The buyer from 2022 wanted to sell the clinic. Our client who wanted to purchase this practice came to us with the details and figures. The asking price was 325K. After doing our analysis our strong advice was not to purchase the clinic and our client agreed. The clinic has since been shut down. The current lease term had only a few years left to run so the owner may have paid it out and/or negotiated to leave. The buyer from 2022 had lost a large amount of money from the initial purchase price and also the losses over the 2 years. However, there was also the lost opportunity cost of the buyers billing ability. That is, he would have billed more in a busy associate position. All up he probably lost close to a million dollars.

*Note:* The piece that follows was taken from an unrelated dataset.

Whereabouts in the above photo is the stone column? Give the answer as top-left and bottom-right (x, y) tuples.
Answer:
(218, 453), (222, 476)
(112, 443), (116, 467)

There are many lessons in this. However, perhaps the biggest is to consider who you’re purchasing the clinic off and the ability to replicate their billings. In this case, the original seller had built up a loyal base of patients over years. He did a large amount of fixed pros on this loyal patient base which caries a higher treatment cost and therefore increased the billings of the practice. Also, some of this patient base no longer worked or lived in the CBD or had retired but had continued to travel to see him. When he left they found a dentist closer to where they live. The buyer in 2022 had to rely on getting new patients which was very difficult in that location given the competition present. The rent and the micro-location of the clinic was also major red flags.
The purchase price of the clinic in 2022 of 525K may have seemed appealing to the buyer given the rise in start-up costs. Also, the lack of clinical offerings and his ability to provide more may have also seemed appealing. However, these can’t just be viewed in isolation and need to be assessed alongside other factors.